The film is rife with horror film clichés (scaly hands reaching from under the bed, ghosts that no one else can see) but few moments are actually scary.
The plot unfolds in a large, eerie house along a lake somewhere in New England, and the girls repeatedly find themselves in situations that leave viewers uncomfortable and nervous. That's fairly standard for horror films, too: the "why would you put yourself in that situation?" feeling.
The suspense and feelings of unease come from not quite knowing what is happening — is Anna's house really haunted? Would a nurse really go so far as to kill a client to get with the client's husband?

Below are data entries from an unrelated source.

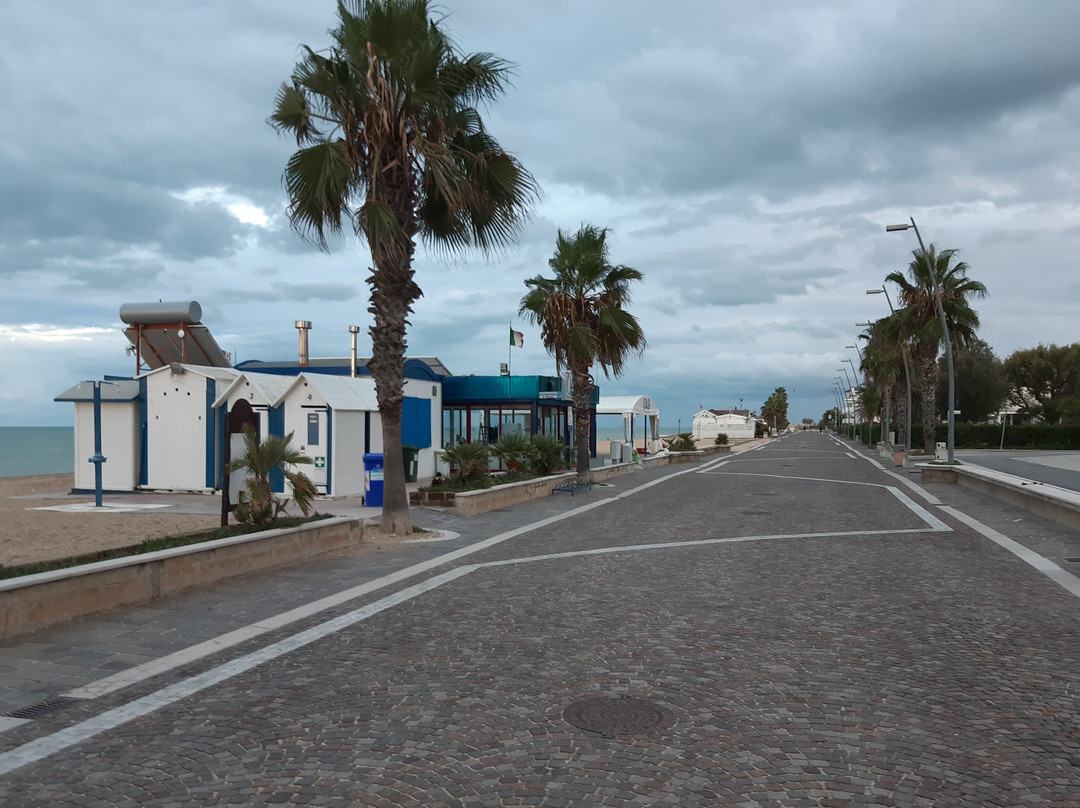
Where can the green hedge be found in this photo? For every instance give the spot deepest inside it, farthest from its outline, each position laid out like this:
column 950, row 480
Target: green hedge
column 988, row 436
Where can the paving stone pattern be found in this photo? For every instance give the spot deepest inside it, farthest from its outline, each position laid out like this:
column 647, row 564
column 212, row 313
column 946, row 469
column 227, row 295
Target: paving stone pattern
column 865, row 669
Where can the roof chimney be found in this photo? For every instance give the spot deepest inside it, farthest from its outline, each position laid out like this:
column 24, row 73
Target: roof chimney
column 354, row 330
column 304, row 326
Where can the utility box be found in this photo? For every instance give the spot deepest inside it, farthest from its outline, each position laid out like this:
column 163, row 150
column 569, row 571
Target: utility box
column 373, row 480
column 410, row 456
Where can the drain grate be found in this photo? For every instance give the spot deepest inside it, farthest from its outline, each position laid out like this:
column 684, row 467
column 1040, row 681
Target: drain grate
column 616, row 716
column 42, row 708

And what about those ghostly children who keep hanging around, and the article that the sisters found online that details the murders of three children by a jealous nanny? Could they be trying to convey a message?
The performances offered by Browning and Kebbel are believable. Browning lends a natural sort of guilelessness to the role of Anna, and Kebbel's Alex is nearly perfect. The script for "The Uninvited" leaves something to be desired, but all the principle actors do the best they can with what they're given.
The film's resolution may not necessarily come as a surprise to audiences. What is surprising is the extent to which the plot entanglements change dramatically to arrive at the conclusion. Directors Charles and Thomas Guard have crafted a psychological thriller that, while perhaps not truly scary, is full of moments that will make audiences jump and cause goose bumps.